I wanted to get past the marketing hype and take a clear layman’s look at cloud technology. Exactly what does it do, how is it paid for and what are the risks for those using it?
In essence, the cloud is computer processing power off the premises of the broadcaster, production facility or other end user. It can be either processing or data storage. As the end user, you do not control it and you normally pay a fee as you use it as a service.
The most basic example of a cloud service is Apple’s iCloud or an offline computer backup service like Backblaze. You set up the service, pay the bill and turn it on. It just works.
Small cloud operations can be located at a single remote location. Large “clouds” can be huge data farms distributed over multiple locations. All of this is tied together by … you guessed it … the internet.
Fast internet-based networks made cloud computing possible. The whole idea is to lower the amount of computer processing power each user must operate at their own site. Rather than having to purchase new computers, the user rents the computing services it actually needs at any given moment.
The touted benefits of the cloud are to allow users to minimize their up-front capital expenses; lower operating costs; use only the technology they need on demand; have fewer staff engineers; and get new ventures up to speed much faster.
Cloud computing has taken over not just broadcast operations, but almost every business. Virtually every computer-related product is now operating to some degree in the cloud. It has been game-changing technology that allows teams of people to work from any location in the world.
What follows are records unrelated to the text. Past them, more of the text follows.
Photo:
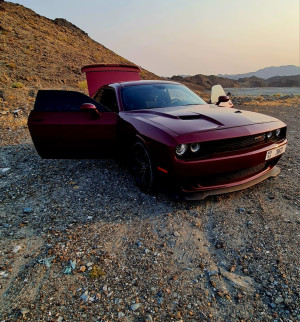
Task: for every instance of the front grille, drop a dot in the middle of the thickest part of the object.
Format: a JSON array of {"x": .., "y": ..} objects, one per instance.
[
  {"x": 234, "y": 144},
  {"x": 228, "y": 177}
]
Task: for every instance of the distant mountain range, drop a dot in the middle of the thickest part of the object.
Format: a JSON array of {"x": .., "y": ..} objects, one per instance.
[
  {"x": 268, "y": 72},
  {"x": 202, "y": 82}
]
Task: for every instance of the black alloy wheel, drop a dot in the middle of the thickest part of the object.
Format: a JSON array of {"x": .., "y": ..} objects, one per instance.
[{"x": 142, "y": 168}]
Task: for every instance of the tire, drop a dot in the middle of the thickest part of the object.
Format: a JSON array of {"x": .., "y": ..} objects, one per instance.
[{"x": 142, "y": 167}]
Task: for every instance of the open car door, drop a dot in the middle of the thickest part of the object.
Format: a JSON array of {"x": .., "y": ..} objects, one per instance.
[{"x": 67, "y": 124}]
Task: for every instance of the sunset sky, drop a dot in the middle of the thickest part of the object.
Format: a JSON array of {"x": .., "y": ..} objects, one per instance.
[{"x": 171, "y": 37}]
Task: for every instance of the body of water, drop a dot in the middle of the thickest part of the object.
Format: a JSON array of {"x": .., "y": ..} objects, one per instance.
[{"x": 257, "y": 91}]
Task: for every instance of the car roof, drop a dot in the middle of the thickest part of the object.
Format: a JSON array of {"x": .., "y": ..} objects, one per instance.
[{"x": 145, "y": 82}]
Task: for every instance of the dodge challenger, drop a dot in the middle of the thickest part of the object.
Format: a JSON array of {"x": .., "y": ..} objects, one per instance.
[{"x": 164, "y": 130}]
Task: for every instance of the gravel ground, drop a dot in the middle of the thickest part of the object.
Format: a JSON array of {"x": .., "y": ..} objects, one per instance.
[{"x": 79, "y": 242}]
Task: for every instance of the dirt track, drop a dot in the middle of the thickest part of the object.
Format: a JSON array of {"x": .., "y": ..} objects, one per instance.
[{"x": 136, "y": 256}]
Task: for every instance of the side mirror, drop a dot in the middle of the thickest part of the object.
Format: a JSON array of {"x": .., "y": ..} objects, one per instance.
[
  {"x": 222, "y": 99},
  {"x": 92, "y": 108}
]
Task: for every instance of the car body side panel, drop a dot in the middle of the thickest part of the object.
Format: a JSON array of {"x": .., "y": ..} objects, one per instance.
[{"x": 73, "y": 134}]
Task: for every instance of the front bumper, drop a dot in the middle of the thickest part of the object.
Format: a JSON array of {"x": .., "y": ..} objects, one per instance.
[
  {"x": 224, "y": 173},
  {"x": 237, "y": 186}
]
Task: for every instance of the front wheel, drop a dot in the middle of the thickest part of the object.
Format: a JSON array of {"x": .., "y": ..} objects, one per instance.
[{"x": 142, "y": 168}]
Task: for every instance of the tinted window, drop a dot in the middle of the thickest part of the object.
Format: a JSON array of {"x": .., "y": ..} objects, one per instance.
[
  {"x": 158, "y": 95},
  {"x": 107, "y": 98}
]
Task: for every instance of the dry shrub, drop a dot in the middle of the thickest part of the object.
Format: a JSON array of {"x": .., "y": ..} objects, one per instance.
[
  {"x": 82, "y": 84},
  {"x": 17, "y": 85},
  {"x": 11, "y": 65}
]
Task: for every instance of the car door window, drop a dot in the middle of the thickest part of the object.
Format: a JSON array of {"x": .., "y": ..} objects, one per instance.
[{"x": 107, "y": 97}]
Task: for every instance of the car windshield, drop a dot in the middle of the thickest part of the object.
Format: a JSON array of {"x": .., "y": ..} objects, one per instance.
[{"x": 145, "y": 96}]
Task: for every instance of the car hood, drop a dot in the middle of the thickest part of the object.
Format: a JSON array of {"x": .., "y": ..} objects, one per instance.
[{"x": 199, "y": 118}]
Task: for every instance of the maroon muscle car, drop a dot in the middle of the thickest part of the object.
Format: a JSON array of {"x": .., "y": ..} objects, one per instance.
[{"x": 165, "y": 130}]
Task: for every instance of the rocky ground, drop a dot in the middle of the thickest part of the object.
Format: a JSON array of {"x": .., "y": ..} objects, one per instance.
[{"x": 79, "y": 242}]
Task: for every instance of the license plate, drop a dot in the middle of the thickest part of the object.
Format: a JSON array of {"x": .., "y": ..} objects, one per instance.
[{"x": 275, "y": 152}]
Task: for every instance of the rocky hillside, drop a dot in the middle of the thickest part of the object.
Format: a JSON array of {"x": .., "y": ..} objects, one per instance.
[{"x": 36, "y": 52}]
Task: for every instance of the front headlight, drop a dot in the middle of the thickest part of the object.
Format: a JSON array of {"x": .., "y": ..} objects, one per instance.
[
  {"x": 181, "y": 149},
  {"x": 195, "y": 147}
]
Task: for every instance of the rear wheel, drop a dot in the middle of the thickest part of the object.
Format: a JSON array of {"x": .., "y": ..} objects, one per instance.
[{"x": 142, "y": 168}]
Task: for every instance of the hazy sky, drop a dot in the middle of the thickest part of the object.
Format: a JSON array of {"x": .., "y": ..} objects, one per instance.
[{"x": 171, "y": 37}]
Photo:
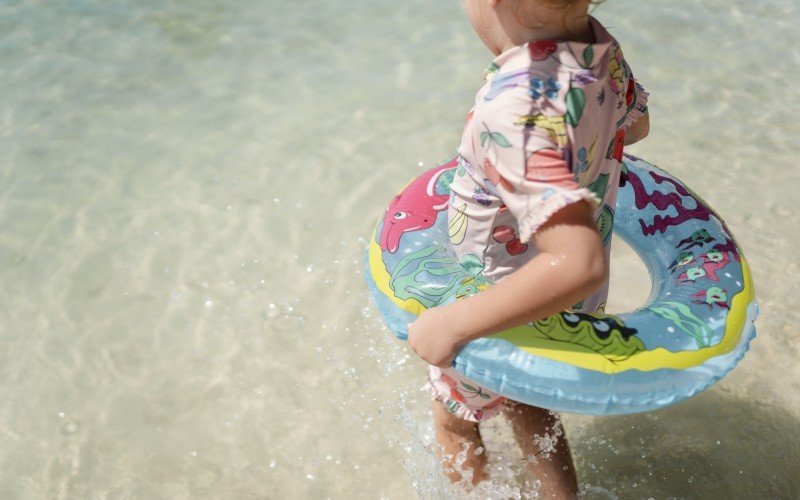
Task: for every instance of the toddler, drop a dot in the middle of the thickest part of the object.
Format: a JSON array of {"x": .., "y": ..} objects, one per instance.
[{"x": 539, "y": 167}]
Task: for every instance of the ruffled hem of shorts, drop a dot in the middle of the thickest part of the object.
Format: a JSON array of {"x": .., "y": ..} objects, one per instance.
[
  {"x": 462, "y": 411},
  {"x": 531, "y": 223},
  {"x": 639, "y": 107}
]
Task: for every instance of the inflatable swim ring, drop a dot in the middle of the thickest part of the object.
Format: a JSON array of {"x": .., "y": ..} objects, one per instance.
[{"x": 696, "y": 325}]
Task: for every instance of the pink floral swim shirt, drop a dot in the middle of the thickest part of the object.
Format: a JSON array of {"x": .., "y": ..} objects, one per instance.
[{"x": 547, "y": 130}]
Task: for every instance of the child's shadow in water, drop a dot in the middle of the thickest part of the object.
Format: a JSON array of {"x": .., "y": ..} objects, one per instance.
[{"x": 715, "y": 445}]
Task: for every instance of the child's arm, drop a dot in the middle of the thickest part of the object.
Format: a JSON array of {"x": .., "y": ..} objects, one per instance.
[
  {"x": 570, "y": 266},
  {"x": 637, "y": 130}
]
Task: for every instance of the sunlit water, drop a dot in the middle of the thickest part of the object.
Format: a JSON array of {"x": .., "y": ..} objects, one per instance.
[{"x": 185, "y": 192}]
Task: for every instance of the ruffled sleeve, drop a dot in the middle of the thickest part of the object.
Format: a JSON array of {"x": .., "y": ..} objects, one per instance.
[
  {"x": 636, "y": 100},
  {"x": 526, "y": 162}
]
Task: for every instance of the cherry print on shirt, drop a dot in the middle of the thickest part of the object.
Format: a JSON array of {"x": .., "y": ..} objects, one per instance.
[
  {"x": 506, "y": 234},
  {"x": 541, "y": 49}
]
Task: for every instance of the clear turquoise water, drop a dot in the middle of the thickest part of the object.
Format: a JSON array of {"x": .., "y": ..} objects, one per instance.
[{"x": 185, "y": 189}]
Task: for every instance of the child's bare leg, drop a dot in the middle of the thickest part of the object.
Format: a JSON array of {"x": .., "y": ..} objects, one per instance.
[
  {"x": 548, "y": 455},
  {"x": 454, "y": 435}
]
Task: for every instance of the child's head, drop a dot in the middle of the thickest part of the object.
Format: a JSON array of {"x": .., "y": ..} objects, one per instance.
[{"x": 505, "y": 23}]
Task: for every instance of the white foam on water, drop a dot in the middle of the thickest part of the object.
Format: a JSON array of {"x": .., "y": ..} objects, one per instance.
[{"x": 186, "y": 189}]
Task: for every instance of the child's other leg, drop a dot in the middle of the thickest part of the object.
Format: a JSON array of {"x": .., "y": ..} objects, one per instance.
[
  {"x": 548, "y": 455},
  {"x": 455, "y": 435}
]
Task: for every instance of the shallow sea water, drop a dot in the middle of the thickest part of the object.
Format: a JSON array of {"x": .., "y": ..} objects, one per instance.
[{"x": 185, "y": 192}]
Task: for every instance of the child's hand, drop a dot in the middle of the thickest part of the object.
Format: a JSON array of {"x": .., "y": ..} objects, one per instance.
[{"x": 433, "y": 338}]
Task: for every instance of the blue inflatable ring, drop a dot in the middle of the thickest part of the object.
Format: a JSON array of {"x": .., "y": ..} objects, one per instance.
[{"x": 695, "y": 327}]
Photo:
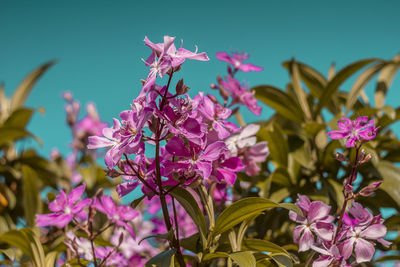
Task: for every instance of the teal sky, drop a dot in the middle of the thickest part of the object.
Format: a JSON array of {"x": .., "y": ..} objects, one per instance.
[{"x": 99, "y": 45}]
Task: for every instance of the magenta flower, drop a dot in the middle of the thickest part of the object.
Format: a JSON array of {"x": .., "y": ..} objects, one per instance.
[
  {"x": 360, "y": 232},
  {"x": 330, "y": 256},
  {"x": 120, "y": 215},
  {"x": 316, "y": 220},
  {"x": 91, "y": 123},
  {"x": 241, "y": 95},
  {"x": 65, "y": 208},
  {"x": 358, "y": 130},
  {"x": 123, "y": 137},
  {"x": 237, "y": 61},
  {"x": 194, "y": 159},
  {"x": 164, "y": 57},
  {"x": 215, "y": 116}
]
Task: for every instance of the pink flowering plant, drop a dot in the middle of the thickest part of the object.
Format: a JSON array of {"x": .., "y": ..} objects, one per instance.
[{"x": 181, "y": 178}]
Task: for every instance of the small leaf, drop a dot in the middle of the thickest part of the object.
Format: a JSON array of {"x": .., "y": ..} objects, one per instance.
[
  {"x": 361, "y": 82},
  {"x": 31, "y": 197},
  {"x": 211, "y": 256},
  {"x": 240, "y": 211},
  {"x": 338, "y": 79},
  {"x": 391, "y": 179},
  {"x": 23, "y": 90},
  {"x": 262, "y": 246},
  {"x": 137, "y": 201},
  {"x": 279, "y": 101},
  {"x": 164, "y": 259},
  {"x": 11, "y": 134},
  {"x": 385, "y": 79},
  {"x": 19, "y": 118},
  {"x": 243, "y": 258}
]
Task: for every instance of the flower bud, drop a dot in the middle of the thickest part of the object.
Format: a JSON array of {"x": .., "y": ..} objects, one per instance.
[
  {"x": 67, "y": 96},
  {"x": 112, "y": 173},
  {"x": 370, "y": 189},
  {"x": 213, "y": 86},
  {"x": 349, "y": 189},
  {"x": 181, "y": 88},
  {"x": 340, "y": 157},
  {"x": 367, "y": 158}
]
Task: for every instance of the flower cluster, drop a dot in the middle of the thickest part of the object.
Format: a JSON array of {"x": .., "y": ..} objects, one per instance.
[
  {"x": 74, "y": 208},
  {"x": 232, "y": 87},
  {"x": 199, "y": 140},
  {"x": 356, "y": 230}
]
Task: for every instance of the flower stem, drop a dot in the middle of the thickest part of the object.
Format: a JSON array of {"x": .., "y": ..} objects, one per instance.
[
  {"x": 345, "y": 194},
  {"x": 174, "y": 243}
]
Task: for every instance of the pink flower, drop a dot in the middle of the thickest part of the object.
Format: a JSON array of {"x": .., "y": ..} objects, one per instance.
[
  {"x": 241, "y": 95},
  {"x": 123, "y": 137},
  {"x": 360, "y": 232},
  {"x": 316, "y": 220},
  {"x": 65, "y": 208},
  {"x": 165, "y": 56},
  {"x": 120, "y": 215},
  {"x": 358, "y": 130},
  {"x": 237, "y": 61}
]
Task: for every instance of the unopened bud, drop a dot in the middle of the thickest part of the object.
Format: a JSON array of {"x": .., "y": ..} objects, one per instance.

With cloud technology, television can be produced from anywhere. Effects and image processing technologies are in the cloud. A director can call the shots from his or her living room couch located in another city. With the cloud, workers no longer have to assemble at a single place to do a production.
The International Data Corp. (IDC) reports that global spending on cloud computing services is now at $706 billion and expected to reach a whopping $1.3 trillion by 2025. The rapid growth of the concept is undisputed.
In the Beginning
The term “cloud” was first used in 1993 to refer to distributed computing platforms. General Magic, an Apple spin-off, and AT&T used the word, “cloud,” in describing their paired Telescript and Personal Link technologies.
Andy Hertzfield, a member of Apple’s original Macintosh development team, made a comment to Wired magazine in 1994 using the term: “The beauty of Telescript is that now, instead of just having a device to program, we now have the entire Cloud out there, where a single program can go and travel to many different sources of information and create a sort of virtual service.”
The original concept of cloud computing dates back to the 1960s when time-sharing became popular with companies such as IBM and DEC. It would take the development of dedicated point-to-point networks in the 1990s for the concept to begin to catch on.
Over the years, cloud computing has rapidly developed. Algorithms were developed to optimize the infrastructure, platform, applications and to increase efficiency for customers. Years of refinement have made cloud computing so easy and convenient it is quickly becoming the de facto workflow for a growing number of workers in virtually every field.
The cloud has also enabled the concept of virtualization – the act of creating virtual (rather than actual) hardware, storage and network resources. Most of the time that control panel on your desk is acting like a big computer mouse.
Though cloud computing is now a service for hire, there are tradeoffs that come with it. Cloud vendors often limit what a customer can do. The user must adjust to those limitations. There is little flexibility.
Using a cloud provider means your business is entrusted to someone you don’t know. Are they ethical? Do they engage in honest business practices? Can and will they deliver what they promise? Do they meet your legal needs? Do they impose data caps in allocating bandwidth among all their customers?
In cloud computing, control of the backend infrastructure is their responsibility – not yours. What about technical outages? Don’t believe they aren’t inevitable.
What happens with technical failure, and you can no longer operate? Since cloud systems rely on the internet, users cannot access their applications, server or data from the cloud during an outage. Never forget that.
As with all human endeavors, new technology always cuts two ways. No question, cloud computing opens new doors to technological economies and ease, but it also has limitations that must be seriously addressed. The “gotchas” are many.
Whenever someone sings the praises of “the cloud,” take a harder look at the way it really works. The devil is in the details.